In glam metal, the relationship between musicians and their audience no longer has to be meaningful and visceral. It just had to rock by any means necessary. Lyrics didn’t have to reflect the life of listeners, but create for them an artificial paradigm where they too were rock stars (three to four minutes at a time). Glam was about being somebody else and preferably someone who didn’t have the same shortcomings than your real self. That, you don’t need to like glam metal to understand or appreciate. Wanting temporary respite from your own existence is universal.
The Mötley Crues and Poisons of this world just built a market for it.
Perhaps my favorite chapter in Fargo Rock City explores glam metal’s relationship with fear and drugs and Chuck Klosterman shrewdly chooses pop culture boogeymen Marilyn Manson to make his point. Manson’s music wasn’t glam, but his persona was in every way. In order to appear dangerous, he always picked the themes of his songs quite carefully. Klosterman gives the example of his album Mechanical Animals, where he switched themes from occult to drugs because American fears had secularized in the nineties. He was what parents feared their kids would be.
Of course, he was eventually swallowed the monster he created and replaced by even more secular boogeymen since then (ahem… Kanye West, ahem), but this debate is for another day.

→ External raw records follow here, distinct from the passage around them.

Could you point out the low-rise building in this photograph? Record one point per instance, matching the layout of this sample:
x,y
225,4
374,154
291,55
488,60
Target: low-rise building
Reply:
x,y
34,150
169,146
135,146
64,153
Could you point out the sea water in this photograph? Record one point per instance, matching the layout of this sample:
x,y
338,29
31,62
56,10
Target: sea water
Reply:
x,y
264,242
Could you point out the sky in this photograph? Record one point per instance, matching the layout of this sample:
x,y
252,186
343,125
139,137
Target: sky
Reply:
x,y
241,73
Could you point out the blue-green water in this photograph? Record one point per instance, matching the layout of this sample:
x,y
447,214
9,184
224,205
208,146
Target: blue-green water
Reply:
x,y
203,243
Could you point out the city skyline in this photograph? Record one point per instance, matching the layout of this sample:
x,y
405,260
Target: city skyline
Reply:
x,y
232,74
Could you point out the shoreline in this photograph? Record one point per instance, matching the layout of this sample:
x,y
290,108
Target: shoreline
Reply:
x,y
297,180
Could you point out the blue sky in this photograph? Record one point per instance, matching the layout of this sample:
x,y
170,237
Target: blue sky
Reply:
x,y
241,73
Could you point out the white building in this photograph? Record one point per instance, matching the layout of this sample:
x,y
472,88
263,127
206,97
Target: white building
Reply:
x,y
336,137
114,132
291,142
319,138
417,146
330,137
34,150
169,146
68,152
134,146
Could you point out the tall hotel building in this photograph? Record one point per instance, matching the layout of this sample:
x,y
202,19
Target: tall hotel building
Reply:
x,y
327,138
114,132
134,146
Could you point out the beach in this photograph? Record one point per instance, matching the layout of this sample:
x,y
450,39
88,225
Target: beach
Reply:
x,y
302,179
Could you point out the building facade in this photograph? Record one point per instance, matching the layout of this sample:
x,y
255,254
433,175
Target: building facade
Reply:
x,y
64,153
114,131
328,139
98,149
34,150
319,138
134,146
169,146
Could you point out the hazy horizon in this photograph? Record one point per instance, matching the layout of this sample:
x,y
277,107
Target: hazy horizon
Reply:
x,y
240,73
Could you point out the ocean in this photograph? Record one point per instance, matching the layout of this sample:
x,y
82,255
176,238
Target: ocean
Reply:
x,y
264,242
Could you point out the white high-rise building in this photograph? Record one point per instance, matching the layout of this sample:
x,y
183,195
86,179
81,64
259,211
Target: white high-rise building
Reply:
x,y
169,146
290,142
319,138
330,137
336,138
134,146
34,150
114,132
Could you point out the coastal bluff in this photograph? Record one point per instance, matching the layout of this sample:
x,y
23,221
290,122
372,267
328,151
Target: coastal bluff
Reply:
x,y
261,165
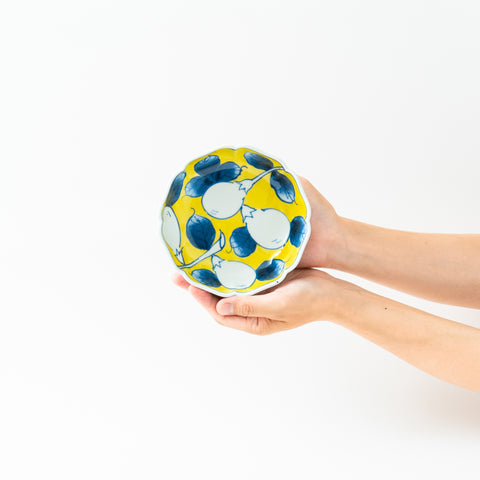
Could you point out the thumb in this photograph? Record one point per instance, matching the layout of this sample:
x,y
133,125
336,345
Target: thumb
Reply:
x,y
251,306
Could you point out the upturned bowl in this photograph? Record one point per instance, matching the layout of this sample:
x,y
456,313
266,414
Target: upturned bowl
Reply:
x,y
235,221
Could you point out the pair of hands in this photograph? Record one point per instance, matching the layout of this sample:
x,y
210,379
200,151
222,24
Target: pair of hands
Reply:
x,y
305,295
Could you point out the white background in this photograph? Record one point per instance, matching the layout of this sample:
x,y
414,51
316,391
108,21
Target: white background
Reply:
x,y
107,370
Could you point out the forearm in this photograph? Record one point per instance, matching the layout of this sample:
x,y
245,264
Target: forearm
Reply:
x,y
440,267
445,349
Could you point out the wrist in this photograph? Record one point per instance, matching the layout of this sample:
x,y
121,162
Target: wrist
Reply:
x,y
339,252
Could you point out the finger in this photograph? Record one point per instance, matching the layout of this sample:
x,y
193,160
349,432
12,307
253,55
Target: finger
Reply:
x,y
180,281
268,305
209,302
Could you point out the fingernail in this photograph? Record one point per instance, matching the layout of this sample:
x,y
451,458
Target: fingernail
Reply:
x,y
225,308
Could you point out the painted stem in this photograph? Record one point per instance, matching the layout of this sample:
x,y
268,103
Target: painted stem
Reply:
x,y
215,248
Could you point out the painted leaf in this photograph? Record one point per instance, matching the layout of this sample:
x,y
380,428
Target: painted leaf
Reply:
x,y
283,187
205,165
270,269
242,242
206,277
224,172
200,232
175,189
197,186
298,230
258,161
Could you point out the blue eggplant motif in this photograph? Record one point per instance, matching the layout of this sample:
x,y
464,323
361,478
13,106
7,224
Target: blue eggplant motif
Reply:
x,y
283,187
200,232
206,277
298,230
242,242
258,161
207,164
280,183
270,269
211,174
175,189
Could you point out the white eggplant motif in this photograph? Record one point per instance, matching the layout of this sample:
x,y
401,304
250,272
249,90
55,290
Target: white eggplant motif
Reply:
x,y
269,227
224,199
232,274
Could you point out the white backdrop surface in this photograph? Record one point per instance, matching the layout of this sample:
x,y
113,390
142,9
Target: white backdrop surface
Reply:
x,y
109,371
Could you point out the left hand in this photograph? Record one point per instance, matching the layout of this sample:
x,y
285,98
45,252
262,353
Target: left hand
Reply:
x,y
304,296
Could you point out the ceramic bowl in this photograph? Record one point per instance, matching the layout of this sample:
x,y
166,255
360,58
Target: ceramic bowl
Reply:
x,y
235,221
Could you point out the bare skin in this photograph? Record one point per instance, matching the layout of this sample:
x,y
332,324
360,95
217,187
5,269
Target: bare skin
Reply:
x,y
440,267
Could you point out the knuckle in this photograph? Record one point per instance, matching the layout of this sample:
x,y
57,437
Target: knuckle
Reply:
x,y
245,310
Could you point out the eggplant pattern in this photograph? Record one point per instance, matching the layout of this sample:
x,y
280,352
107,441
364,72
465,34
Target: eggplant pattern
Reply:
x,y
207,164
175,189
242,242
211,173
258,161
211,195
283,187
200,232
206,277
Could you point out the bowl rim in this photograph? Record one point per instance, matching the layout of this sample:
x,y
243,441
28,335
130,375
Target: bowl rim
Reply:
x,y
285,271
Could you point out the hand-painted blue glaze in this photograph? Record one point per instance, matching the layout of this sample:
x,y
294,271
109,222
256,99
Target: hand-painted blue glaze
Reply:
x,y
283,187
206,277
298,230
224,172
205,165
258,161
175,189
242,242
200,232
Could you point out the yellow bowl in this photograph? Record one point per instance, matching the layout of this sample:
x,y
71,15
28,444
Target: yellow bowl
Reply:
x,y
235,221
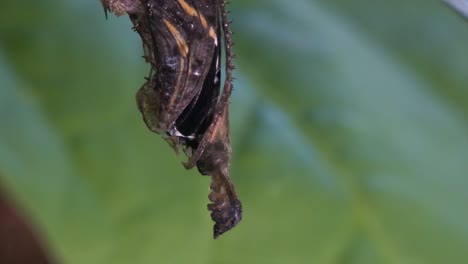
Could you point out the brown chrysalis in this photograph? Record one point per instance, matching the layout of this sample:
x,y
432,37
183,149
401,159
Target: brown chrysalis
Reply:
x,y
182,98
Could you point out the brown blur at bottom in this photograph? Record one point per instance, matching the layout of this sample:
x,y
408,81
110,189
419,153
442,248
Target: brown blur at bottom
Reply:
x,y
19,243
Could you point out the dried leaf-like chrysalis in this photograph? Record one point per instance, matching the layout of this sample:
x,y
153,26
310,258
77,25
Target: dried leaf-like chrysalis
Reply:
x,y
182,98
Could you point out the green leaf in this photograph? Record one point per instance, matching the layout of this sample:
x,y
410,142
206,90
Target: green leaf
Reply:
x,y
349,130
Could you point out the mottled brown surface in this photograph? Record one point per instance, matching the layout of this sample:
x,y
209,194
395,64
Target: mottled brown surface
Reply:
x,y
182,98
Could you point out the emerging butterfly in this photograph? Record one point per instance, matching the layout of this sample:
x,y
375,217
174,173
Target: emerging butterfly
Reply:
x,y
182,98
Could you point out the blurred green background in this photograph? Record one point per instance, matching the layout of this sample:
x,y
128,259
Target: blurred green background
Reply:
x,y
348,123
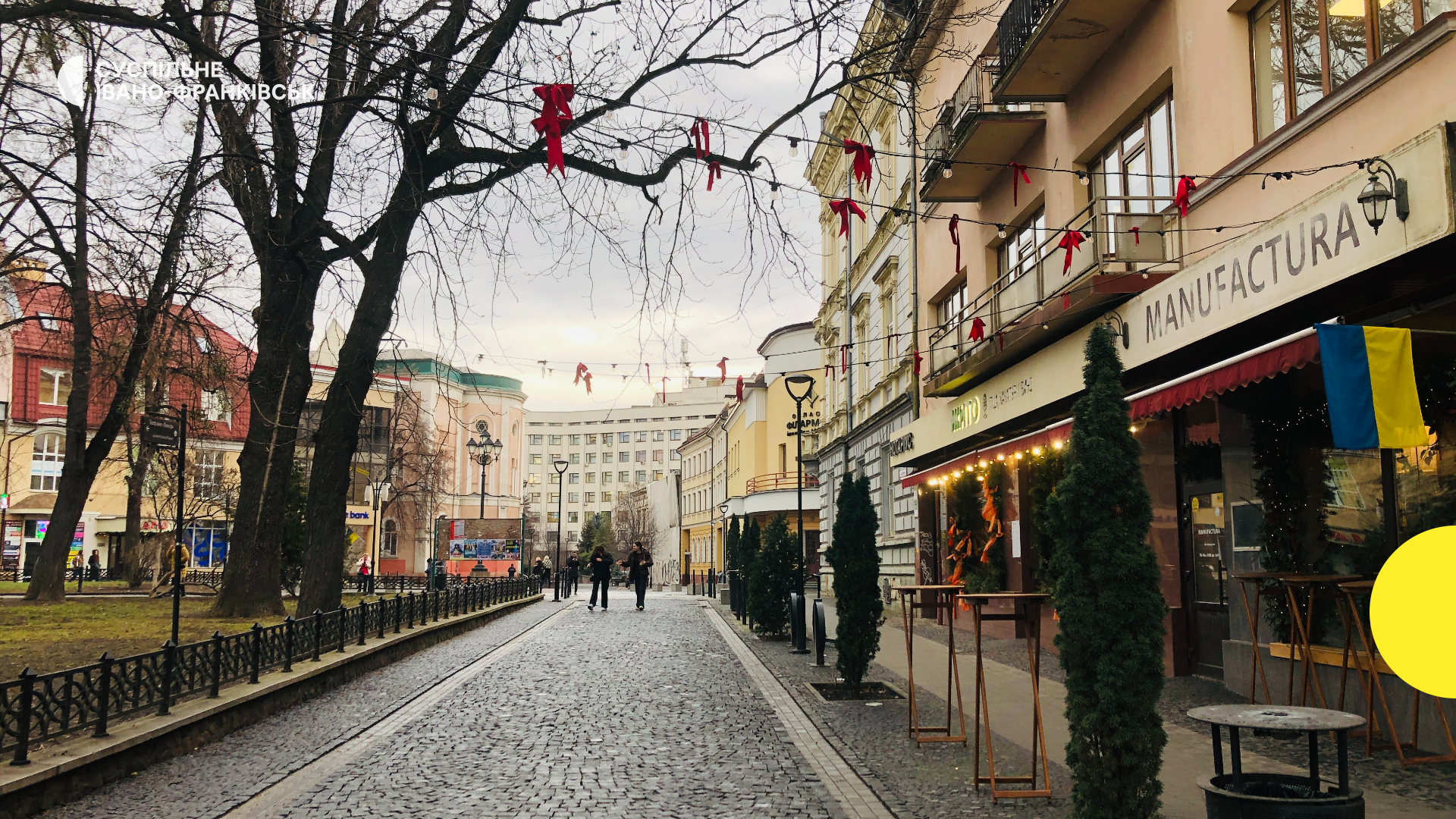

I believe Fargo Rock City is still an important read in 2020 because our relationship to artificiality is sill confused and troublesome. While Vince Neil and Brett Michaels were earnestly artificial, things have become more muddled with social media and particularly Instagram, a platform where you’re supposed to share moments from your real life in the most staged and artificial way possible. It is also a place where we’re supposed to champion “people like us” that inspire us to “live our best life”’, who end up giving an entire generation performance anxiety.
The nature of celebrity has changed since the heyday of glam metal, but not the nature of what they do. That is the one thing they have in common with influencers and your cool friend on Instagram, who gives everybody FOMO. Reading Fargo Rock City puts in perspective what they do and the somber seriousness with which we discuss them. Maybe they don’t deserve to be treated with such fearful reverence. The shallowness of influencers should be mocked and revered in the same way glam metal musicians were, because they are just as constructed.
Before I leave, I went on an angry tirade at the end of the original review because Chuck Klosterman called extreme metal “a subculture with no legs” in Fargo Rock City. I went on a juvenile, chest puffing rant that sounded like: “stick to what you know, bruh”, which is mildly funny in hindsight. I took it very personal that he questioned something I loved but he was only half-wrong. Slayer was filling up arenas twenty years after Mötley Crüe stopped doing so, but there’s nothing about their music that isn’t idiosyncratic. Either you love it for what it is or you don’t get it.
Slayer’s music is only universal to people who already appreciate this type of music (i.e. me)
I highly recommend that you read Fargo Rock City in 2020. It is a book about an almost forgotten musical genre and a problems that is still pervasive in popular culture today: our relationship to image and cultural constructs at large. There are ideas in it that apply to our lives more than ever. It’s even better than what I remembered it to be. It also inspired me to write about my own journey with extreme metal. Would you guys like to hear about the devil’s music?